Hi Strainu,
Thanks for bringing this up. And sorry to hear that many have had negative experiences with recent removals of deprecated code (though I had nothing to do with it).
The Pywikibot project is barely maintained; a small community of interested folks are pushing it forward, and most code gets merged without review. I don't think we can claim, in good conscience, that there are folks who still keep a full architectural view of all elements of this project (as is the case with MediaWiki and many other tools we use daily).
The point is: if the framework is too difficult to execute, it won't happen. So, although I like your proposed framework, I find it unrealistic to happen. It would assume someone is pulling data on Python version usage, and they would be involved in code review in such a way to ensure that code incompatible with legacy Python versions is not introduced too soon.
I would encourage us to come up with a framework that is easier to maintain, and mostly automatable. Maybe we should just use the "7 year" rule, make sure that we have a CI pipeline that tries to build Pywikibot for all Python version that are currently within that 7 years, and at the top of the CI pipelines' code we have a comment that educates the users who may decide to edit it when the 7 year period ends for each existing version of Python. This way, incompatible changes would just fail on CI, and the enforcement of rules is quite simple, and breaking them by accident (such as by someone unknowingly modifying the CI pipeline) is less likely. This was just an idea, and may not be the right way, but I hope it shows what I mean by simplifying matters.
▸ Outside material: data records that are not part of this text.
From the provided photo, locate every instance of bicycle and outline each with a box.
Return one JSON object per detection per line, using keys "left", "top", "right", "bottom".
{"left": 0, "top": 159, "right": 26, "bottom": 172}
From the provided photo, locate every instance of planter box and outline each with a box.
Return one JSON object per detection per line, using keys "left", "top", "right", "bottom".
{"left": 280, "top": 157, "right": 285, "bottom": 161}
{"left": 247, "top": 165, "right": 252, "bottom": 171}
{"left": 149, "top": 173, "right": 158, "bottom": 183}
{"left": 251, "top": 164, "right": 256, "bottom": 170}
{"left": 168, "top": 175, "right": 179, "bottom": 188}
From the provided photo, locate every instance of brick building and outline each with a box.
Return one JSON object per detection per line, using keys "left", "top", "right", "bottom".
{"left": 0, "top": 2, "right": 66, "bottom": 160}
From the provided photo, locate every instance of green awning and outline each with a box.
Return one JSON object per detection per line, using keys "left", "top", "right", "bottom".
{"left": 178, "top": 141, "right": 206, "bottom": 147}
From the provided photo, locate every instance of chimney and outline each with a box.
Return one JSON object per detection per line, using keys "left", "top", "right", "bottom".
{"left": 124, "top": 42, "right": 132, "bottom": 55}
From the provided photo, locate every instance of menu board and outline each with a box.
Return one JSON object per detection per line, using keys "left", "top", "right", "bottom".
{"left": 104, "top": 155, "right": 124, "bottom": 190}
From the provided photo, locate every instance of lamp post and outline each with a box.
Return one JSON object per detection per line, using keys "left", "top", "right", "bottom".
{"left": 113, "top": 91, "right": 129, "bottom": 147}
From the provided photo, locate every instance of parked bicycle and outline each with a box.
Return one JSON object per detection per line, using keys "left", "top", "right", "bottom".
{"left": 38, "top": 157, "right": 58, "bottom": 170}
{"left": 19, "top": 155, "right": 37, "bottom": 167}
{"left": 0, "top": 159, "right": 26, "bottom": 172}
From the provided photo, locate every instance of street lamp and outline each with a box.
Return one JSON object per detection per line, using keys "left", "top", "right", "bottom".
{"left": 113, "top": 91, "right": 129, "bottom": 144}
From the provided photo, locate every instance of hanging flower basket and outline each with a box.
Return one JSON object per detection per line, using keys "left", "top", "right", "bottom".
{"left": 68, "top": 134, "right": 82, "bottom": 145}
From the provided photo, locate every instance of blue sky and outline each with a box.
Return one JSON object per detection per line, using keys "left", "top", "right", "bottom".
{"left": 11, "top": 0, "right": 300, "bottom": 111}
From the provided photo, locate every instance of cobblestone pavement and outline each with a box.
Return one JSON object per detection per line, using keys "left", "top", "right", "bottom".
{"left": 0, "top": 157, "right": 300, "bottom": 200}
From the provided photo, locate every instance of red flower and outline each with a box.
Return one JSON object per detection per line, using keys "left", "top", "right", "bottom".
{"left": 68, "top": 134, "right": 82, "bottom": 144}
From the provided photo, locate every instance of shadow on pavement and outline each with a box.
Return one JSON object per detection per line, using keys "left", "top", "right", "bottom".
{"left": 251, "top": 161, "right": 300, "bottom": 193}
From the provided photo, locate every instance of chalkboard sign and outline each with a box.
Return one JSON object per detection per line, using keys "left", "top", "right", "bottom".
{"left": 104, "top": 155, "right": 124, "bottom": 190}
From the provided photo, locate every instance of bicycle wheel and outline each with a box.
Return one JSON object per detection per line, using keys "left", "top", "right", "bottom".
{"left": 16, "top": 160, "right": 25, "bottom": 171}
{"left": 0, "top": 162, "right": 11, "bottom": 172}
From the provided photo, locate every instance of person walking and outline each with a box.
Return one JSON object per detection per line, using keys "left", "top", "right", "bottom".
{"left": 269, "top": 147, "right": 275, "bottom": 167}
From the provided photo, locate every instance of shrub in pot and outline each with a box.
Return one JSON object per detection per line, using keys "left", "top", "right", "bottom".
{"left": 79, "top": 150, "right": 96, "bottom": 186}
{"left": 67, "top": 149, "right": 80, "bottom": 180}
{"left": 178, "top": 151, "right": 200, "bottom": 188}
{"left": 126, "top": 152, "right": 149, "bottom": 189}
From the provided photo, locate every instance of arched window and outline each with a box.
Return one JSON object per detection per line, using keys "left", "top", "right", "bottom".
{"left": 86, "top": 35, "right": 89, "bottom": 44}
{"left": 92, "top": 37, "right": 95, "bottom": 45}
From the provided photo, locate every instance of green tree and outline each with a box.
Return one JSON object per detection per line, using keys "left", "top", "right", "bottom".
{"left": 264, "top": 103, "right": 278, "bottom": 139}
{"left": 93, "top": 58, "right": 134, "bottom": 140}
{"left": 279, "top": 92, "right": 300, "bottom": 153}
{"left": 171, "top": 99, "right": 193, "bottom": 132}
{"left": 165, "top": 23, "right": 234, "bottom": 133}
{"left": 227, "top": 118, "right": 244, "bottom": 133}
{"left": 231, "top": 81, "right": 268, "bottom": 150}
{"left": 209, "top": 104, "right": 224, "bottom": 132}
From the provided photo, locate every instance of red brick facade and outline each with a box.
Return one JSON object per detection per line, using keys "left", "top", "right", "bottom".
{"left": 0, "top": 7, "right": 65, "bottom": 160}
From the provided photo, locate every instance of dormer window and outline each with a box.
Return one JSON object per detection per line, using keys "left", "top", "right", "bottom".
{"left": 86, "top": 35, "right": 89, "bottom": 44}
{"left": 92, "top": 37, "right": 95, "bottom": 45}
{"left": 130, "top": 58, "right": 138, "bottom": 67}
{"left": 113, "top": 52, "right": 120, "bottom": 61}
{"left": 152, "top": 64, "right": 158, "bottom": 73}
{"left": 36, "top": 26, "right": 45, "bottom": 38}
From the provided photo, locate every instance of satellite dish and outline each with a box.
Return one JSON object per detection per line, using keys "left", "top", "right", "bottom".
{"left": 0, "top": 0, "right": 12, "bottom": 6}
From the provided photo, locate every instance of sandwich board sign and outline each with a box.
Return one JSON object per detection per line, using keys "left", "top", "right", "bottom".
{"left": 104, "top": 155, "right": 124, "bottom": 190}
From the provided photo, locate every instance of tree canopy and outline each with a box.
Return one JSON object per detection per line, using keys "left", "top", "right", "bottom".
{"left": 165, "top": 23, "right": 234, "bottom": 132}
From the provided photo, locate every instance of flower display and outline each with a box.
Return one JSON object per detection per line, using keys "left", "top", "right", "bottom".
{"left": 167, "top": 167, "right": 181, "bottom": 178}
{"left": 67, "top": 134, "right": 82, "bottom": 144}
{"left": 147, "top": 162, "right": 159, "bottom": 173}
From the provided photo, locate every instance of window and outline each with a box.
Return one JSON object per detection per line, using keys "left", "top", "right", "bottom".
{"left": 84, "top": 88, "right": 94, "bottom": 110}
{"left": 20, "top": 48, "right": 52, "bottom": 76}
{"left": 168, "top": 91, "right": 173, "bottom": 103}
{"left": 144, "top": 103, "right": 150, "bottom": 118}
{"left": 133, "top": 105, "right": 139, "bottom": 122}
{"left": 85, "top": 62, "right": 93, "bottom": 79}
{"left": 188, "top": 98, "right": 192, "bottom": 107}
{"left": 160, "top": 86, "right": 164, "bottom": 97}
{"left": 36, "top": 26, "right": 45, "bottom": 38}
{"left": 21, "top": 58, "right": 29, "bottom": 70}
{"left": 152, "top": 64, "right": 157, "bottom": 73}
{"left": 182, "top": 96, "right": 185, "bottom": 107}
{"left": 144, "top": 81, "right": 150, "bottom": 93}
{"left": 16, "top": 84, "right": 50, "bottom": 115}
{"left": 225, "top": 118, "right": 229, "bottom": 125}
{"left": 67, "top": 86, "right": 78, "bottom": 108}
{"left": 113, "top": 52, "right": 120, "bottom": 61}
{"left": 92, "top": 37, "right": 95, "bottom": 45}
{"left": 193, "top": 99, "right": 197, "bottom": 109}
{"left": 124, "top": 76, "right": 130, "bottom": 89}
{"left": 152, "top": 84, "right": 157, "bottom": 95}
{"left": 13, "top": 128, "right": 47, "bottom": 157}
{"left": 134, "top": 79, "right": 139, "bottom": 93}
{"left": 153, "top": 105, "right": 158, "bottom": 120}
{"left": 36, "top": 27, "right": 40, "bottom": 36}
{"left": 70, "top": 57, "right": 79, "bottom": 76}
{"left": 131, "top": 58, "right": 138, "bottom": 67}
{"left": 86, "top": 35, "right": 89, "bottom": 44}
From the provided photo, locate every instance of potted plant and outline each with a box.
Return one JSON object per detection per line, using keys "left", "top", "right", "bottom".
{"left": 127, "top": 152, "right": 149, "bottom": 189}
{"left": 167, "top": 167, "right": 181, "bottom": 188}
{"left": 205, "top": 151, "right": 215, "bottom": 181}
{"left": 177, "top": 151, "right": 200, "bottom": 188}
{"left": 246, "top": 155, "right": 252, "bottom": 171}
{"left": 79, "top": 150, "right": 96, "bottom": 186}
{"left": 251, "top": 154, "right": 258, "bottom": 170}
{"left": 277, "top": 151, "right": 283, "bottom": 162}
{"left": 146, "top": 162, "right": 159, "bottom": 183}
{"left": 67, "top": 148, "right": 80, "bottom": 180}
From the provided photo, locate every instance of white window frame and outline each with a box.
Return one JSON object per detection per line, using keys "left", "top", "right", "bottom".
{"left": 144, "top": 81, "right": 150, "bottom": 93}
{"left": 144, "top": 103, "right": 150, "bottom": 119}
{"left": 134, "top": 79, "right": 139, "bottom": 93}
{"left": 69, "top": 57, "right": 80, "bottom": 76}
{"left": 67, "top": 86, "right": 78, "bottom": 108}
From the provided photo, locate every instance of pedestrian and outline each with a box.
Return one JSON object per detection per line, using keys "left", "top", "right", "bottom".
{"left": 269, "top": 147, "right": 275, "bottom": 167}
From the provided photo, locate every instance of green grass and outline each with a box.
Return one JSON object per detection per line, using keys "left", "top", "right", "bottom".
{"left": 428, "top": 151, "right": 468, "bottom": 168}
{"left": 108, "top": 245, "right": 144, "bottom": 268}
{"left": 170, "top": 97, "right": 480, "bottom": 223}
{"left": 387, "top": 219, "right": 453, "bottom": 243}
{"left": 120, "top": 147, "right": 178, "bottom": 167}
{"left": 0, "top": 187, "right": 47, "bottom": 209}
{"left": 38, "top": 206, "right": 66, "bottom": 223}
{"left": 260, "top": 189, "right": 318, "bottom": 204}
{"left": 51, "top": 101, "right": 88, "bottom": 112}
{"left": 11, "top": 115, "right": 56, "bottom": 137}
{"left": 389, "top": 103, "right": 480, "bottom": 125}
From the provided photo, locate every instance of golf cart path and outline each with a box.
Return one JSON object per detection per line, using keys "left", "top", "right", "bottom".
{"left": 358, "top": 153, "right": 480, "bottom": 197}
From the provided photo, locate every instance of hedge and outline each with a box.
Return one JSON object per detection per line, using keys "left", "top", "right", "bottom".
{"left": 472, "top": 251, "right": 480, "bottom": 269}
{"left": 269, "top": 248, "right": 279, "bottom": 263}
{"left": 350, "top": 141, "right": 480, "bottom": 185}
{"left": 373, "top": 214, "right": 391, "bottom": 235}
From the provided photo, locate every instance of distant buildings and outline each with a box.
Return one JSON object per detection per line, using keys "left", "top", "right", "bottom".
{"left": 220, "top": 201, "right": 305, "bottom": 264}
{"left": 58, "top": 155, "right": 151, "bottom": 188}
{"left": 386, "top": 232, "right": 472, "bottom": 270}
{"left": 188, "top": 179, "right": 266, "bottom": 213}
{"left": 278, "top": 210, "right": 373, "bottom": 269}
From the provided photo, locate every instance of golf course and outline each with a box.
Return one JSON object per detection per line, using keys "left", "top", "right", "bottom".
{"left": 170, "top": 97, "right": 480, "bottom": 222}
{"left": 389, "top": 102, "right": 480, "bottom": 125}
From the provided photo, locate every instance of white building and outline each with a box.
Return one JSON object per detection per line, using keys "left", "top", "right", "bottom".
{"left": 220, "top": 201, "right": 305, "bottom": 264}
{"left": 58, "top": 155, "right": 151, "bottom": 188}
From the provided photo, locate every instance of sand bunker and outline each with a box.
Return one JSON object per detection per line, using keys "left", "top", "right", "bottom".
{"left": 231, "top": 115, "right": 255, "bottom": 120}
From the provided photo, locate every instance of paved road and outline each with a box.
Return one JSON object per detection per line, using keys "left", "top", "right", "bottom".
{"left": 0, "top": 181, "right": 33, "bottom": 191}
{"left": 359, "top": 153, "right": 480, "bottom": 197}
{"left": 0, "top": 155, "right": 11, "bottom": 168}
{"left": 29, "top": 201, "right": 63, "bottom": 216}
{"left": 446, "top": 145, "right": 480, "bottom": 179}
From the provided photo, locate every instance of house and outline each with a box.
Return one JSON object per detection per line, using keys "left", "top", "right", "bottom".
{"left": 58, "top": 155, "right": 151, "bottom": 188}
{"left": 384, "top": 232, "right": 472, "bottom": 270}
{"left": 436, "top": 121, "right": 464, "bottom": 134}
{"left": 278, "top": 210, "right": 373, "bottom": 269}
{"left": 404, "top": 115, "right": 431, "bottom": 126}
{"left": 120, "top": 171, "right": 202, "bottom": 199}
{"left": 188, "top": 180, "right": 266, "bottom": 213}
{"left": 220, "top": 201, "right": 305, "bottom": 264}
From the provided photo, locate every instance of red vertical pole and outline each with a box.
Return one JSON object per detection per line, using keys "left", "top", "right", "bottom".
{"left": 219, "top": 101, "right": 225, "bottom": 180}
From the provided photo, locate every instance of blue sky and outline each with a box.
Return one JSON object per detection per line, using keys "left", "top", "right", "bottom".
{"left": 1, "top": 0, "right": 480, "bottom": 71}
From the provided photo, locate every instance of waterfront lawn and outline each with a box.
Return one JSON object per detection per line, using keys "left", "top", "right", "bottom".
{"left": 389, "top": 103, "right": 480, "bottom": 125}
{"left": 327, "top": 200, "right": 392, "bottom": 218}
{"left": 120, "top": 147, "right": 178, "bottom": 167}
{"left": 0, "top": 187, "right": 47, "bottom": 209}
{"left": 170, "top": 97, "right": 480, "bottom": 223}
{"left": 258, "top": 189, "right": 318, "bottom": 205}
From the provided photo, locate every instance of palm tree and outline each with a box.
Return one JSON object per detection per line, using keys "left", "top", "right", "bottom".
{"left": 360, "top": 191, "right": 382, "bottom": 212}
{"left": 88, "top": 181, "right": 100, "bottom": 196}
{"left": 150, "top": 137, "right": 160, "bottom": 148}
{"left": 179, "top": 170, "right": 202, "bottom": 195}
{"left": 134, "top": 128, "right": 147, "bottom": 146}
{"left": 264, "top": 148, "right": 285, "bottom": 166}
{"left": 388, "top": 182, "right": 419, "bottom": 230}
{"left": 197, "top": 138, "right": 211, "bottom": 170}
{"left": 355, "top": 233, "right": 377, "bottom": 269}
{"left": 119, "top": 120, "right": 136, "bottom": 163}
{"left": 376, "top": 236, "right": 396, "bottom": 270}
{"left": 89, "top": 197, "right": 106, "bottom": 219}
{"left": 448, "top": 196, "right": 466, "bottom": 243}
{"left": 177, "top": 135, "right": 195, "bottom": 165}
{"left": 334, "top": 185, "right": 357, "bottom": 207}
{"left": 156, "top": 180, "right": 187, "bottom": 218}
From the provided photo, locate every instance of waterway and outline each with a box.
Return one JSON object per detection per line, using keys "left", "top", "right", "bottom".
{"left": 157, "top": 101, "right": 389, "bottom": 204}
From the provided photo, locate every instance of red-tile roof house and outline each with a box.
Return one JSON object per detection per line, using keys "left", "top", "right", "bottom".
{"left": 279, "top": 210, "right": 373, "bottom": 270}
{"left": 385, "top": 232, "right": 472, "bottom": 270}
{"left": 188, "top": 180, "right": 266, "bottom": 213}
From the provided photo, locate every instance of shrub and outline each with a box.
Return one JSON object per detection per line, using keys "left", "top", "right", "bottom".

Similarly, maybe we should find a way to create a CI pipeline that would check for "@deprecated" methods, and cross-checks it with a reference JSON file in which each deprecated function is listed along with its deprecation date. If someone tries to remove the function before that date + 3 months, the CI would fail. If someone tries to add "@deprecated" without updating the JSON file, the CI would fail. This way, we have one single source of truth about when things were marked as deprecated (the JSON file) and an easy mechanism to track when deprecated methods are getting removed. Again, just a raw idea.